PH Gallery
547 West 27th Street, 2nd Floor, 212-564-4480
Chelsea
September 8 - October 15, 2005
Reception: Thursday, September 8, 6 - 8 PM
Web Site
Osaka-based installation artist Tomoko Inagaki in her first New York solo show, Dune/Trip.
Tomoko Inagaki’s artworks explore the boundaries between fantasy and reality in contemporary, postwar, post-bubble Japan. Her installation Dune/Trip consists of newspapers, magazines and other media detritus buried under formless piles of sand. A staircase, also made of sand, emerges from this wasteland to abut a looped video projection of a girl wearing white clothes, her face expressionless, eternally descending a staircase to pause at that liminal point where the imagined world meets an immediate world of information and materiality. These two worlds, so similar and yet different, are separated by only the most delicate boundary.
Exhibited along with a sketch that provides the basis for Dune/Trip, Inagaki’s installation presents a frail and beautiful layer of difference, drawing attention to the difficulties inherent in delineating fact from fiction, and in so doing, making us feel once more the possibility of dreaming.
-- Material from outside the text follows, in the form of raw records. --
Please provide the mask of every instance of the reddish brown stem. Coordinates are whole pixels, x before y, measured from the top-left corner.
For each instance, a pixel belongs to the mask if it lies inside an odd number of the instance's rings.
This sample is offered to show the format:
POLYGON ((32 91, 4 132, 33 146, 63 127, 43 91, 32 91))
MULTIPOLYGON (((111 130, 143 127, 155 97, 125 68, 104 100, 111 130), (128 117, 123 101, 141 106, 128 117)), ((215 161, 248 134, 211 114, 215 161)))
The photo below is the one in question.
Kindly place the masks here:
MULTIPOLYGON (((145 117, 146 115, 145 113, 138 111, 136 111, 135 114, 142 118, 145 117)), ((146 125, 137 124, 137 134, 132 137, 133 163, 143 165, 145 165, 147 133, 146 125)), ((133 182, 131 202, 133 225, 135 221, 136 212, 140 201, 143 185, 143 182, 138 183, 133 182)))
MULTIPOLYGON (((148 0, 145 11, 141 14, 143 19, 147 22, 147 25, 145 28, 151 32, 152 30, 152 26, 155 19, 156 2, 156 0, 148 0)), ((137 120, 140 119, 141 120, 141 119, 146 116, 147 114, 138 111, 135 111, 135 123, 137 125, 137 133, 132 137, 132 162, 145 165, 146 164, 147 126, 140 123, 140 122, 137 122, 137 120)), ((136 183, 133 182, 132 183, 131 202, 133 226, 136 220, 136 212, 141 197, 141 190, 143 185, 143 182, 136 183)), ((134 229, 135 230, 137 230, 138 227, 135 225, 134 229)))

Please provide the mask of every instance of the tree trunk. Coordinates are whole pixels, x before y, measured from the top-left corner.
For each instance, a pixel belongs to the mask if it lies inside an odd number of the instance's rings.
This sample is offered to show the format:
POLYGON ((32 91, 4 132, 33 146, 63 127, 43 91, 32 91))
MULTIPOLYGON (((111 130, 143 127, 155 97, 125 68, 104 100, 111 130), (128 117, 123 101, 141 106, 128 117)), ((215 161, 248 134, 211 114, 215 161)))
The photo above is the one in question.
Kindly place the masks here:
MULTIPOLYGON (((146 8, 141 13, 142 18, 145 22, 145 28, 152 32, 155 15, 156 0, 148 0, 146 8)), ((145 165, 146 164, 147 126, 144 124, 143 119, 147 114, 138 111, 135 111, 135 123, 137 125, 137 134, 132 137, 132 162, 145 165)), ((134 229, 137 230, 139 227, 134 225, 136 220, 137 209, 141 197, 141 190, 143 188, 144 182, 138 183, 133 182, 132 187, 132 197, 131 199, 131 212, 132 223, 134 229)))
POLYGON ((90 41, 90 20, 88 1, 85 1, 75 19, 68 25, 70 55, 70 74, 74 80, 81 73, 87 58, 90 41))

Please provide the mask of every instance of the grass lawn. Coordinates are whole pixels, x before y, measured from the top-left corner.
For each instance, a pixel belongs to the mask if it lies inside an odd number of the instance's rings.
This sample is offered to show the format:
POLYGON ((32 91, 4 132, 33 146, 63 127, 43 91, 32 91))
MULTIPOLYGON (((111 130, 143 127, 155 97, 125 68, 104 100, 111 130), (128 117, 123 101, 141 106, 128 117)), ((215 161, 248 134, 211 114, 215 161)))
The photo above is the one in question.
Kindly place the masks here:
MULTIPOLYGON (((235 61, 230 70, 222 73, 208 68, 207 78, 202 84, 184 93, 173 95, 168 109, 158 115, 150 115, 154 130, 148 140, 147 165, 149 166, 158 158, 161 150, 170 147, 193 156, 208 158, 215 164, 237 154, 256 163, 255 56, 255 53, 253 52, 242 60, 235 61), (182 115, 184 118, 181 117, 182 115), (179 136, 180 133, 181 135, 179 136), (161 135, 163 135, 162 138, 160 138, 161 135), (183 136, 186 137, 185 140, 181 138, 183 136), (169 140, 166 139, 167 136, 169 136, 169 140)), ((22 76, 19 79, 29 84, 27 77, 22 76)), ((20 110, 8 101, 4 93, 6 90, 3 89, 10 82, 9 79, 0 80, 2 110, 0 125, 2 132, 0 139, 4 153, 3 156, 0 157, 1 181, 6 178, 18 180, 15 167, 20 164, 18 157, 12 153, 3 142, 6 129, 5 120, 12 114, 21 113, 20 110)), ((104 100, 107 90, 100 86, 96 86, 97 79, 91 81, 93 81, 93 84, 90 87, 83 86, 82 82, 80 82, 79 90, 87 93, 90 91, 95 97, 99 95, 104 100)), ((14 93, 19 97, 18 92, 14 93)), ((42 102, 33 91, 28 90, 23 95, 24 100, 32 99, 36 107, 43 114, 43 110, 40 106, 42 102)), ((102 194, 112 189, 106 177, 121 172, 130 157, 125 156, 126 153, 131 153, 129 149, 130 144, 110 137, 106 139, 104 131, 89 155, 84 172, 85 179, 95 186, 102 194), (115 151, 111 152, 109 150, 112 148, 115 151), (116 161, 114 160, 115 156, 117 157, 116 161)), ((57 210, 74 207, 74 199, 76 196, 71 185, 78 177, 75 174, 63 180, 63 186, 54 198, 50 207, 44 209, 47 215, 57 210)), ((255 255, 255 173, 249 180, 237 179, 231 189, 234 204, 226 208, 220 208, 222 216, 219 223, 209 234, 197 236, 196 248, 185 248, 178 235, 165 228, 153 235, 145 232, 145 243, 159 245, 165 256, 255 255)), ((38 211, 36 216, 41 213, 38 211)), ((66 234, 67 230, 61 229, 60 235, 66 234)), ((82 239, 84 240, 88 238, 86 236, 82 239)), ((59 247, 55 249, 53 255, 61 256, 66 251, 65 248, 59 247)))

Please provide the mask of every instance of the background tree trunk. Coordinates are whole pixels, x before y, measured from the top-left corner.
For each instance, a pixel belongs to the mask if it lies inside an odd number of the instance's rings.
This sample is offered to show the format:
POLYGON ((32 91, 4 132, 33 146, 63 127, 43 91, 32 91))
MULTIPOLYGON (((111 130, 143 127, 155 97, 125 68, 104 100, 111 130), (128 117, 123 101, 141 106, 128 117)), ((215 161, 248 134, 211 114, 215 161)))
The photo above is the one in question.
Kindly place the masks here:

Inagaki includes a second video piece, White Color, for this exhibition, wherein she explores the uncertainties of boundary-making from a different perspective.
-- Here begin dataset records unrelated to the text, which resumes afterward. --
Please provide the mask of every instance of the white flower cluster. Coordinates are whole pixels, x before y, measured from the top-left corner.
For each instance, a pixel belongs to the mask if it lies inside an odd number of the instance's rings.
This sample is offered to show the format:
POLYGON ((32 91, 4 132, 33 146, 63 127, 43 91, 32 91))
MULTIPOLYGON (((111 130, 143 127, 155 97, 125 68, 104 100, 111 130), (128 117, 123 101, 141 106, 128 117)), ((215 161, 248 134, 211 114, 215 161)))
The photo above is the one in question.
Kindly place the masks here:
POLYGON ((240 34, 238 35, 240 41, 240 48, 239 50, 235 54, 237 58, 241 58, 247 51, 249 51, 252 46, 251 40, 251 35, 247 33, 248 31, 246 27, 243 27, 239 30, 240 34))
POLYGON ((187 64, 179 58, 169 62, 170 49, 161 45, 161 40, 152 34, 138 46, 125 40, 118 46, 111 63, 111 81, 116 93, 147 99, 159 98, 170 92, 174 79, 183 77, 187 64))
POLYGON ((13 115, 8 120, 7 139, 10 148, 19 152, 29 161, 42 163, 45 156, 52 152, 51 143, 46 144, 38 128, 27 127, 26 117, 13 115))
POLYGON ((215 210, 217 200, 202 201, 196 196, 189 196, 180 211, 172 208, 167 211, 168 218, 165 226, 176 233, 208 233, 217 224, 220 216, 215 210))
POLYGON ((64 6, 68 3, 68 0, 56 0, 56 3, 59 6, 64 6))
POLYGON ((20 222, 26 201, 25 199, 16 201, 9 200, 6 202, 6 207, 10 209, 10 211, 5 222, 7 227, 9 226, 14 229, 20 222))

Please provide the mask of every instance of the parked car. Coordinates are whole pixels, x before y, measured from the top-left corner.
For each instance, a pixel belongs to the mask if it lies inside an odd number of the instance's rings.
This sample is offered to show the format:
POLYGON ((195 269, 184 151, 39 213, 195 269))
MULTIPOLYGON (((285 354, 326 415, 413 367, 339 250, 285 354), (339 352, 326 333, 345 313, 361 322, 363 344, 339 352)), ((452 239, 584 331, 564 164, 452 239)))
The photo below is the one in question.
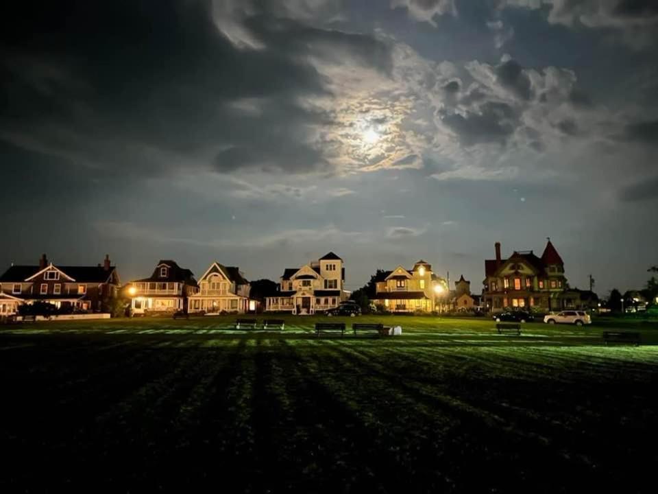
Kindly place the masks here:
POLYGON ((592 318, 585 311, 562 311, 555 314, 544 316, 544 322, 548 324, 574 324, 582 326, 592 324, 592 318))
POLYGON ((341 302, 338 307, 333 309, 328 309, 324 311, 325 315, 331 317, 332 316, 349 316, 354 317, 361 314, 361 307, 358 306, 354 301, 345 301, 341 302))
POLYGON ((494 315, 496 322, 511 321, 513 322, 527 322, 535 319, 535 316, 524 311, 508 311, 494 315))

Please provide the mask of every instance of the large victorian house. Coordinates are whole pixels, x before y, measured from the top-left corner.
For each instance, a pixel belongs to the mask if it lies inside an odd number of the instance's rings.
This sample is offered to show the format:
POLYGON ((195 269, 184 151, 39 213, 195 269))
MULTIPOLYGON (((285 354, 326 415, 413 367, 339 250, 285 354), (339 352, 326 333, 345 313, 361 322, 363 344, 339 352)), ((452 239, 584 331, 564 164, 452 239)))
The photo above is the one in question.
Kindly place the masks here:
POLYGON ((44 254, 36 266, 12 266, 0 277, 0 315, 45 302, 58 309, 101 311, 118 294, 119 279, 110 257, 95 266, 55 266, 44 254))
POLYGON ((564 263, 550 239, 537 257, 532 250, 515 251, 507 259, 496 243, 496 259, 485 261, 484 303, 487 310, 536 308, 542 311, 561 309, 567 287, 564 263))
POLYGON ((376 305, 391 312, 431 312, 445 295, 445 282, 432 272, 432 266, 419 261, 411 270, 399 266, 380 272, 375 279, 376 305))
POLYGON ((131 281, 126 288, 137 314, 187 310, 188 298, 198 291, 192 272, 171 260, 160 261, 149 278, 131 281))
POLYGON ((266 311, 310 314, 338 305, 347 298, 343 259, 329 252, 301 268, 284 271, 276 296, 265 298, 266 311))
POLYGON ((199 292, 189 298, 190 312, 244 314, 249 310, 251 287, 239 268, 213 262, 199 280, 199 292))

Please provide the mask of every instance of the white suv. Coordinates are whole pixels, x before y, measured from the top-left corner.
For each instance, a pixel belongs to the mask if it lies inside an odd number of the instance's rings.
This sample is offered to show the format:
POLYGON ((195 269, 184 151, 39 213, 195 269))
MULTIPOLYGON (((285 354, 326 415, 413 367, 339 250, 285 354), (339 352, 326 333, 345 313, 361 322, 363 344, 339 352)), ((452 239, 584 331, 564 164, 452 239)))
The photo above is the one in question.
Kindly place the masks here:
POLYGON ((582 326, 584 324, 592 324, 592 318, 584 311, 562 311, 557 314, 544 316, 544 322, 548 324, 574 324, 582 326))

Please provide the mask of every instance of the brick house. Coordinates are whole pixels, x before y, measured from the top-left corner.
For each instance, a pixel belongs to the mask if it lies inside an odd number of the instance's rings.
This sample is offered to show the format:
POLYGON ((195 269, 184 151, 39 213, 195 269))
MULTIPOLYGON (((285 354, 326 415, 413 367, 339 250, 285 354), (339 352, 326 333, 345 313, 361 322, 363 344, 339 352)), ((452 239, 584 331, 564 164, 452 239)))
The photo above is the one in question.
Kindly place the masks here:
POLYGON ((36 266, 12 266, 0 277, 0 314, 45 302, 58 309, 99 312, 119 294, 119 274, 106 256, 95 266, 56 266, 44 254, 36 266))
POLYGON ((491 312, 508 309, 537 309, 549 311, 561 308, 566 290, 564 262, 549 239, 538 257, 532 250, 515 250, 502 259, 496 243, 496 259, 485 261, 484 304, 491 312))

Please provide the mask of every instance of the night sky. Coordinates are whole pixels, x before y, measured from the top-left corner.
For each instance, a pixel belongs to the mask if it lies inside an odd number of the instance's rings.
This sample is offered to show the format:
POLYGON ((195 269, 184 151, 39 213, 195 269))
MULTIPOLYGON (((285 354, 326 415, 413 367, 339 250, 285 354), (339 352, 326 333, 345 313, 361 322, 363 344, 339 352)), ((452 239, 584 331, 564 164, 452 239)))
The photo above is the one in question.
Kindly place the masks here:
POLYGON ((11 2, 0 270, 333 250, 463 274, 550 237, 571 285, 658 262, 654 0, 11 2))

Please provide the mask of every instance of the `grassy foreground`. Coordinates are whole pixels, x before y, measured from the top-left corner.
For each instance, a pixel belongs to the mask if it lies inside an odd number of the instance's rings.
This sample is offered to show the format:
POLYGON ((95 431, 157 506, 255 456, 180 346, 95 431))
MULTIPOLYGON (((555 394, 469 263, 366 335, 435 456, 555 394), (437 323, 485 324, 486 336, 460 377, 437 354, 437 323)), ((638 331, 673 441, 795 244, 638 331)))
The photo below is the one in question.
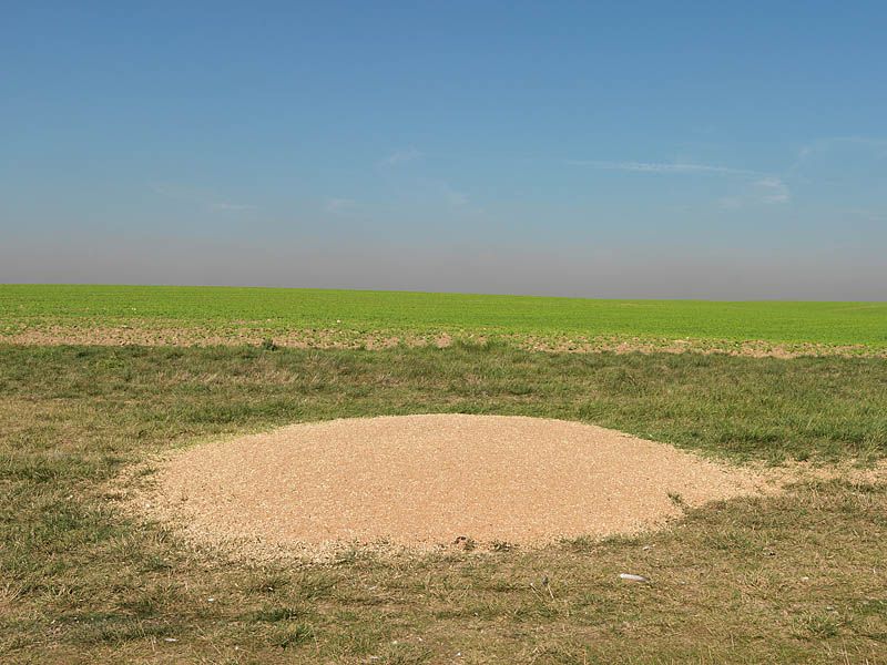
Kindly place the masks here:
POLYGON ((887 364, 0 346, 0 661, 885 662, 879 482, 805 482, 638 538, 298 570, 195 551, 104 489, 195 439, 429 411, 588 420, 736 460, 873 459, 887 364))
POLYGON ((593 300, 284 288, 0 285, 0 334, 28 328, 324 330, 696 339, 887 348, 887 303, 593 300))

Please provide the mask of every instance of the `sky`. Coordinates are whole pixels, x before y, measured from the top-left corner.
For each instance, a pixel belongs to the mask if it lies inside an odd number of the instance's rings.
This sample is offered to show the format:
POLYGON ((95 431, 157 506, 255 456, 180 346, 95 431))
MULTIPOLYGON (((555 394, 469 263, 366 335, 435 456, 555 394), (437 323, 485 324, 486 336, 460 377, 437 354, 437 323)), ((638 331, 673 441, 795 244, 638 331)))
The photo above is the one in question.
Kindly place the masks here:
POLYGON ((0 283, 887 299, 885 2, 0 3, 0 283))

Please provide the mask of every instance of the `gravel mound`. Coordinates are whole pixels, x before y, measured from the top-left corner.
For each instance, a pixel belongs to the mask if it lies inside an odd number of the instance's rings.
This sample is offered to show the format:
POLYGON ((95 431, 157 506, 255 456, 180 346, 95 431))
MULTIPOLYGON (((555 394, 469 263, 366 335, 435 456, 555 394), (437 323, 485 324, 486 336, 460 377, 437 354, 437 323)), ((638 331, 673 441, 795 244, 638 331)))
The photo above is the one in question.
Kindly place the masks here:
POLYGON ((561 420, 343 419, 191 448, 150 505, 205 543, 406 548, 630 533, 756 479, 671 446, 561 420))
Currently based in Osaka, Tomoko Inagaki earned her BA in Fine Arts at Middlesex University, UK. She has exhibited widely in galleries, museums, and alternative spaces in Japan and Europe, including Art Tower Mito (Japan), Gunma Museum of Art (Japan), Museum of Contemporary Art, Hiroshima (Japan), The Arches Gallery (UK), and Krinzinger Projekte (Vienna). She has been awarded the Ray Finnis Trust Award in 1999 (UK), and the Fifth Shiseido ADSP in 2002 (Japan).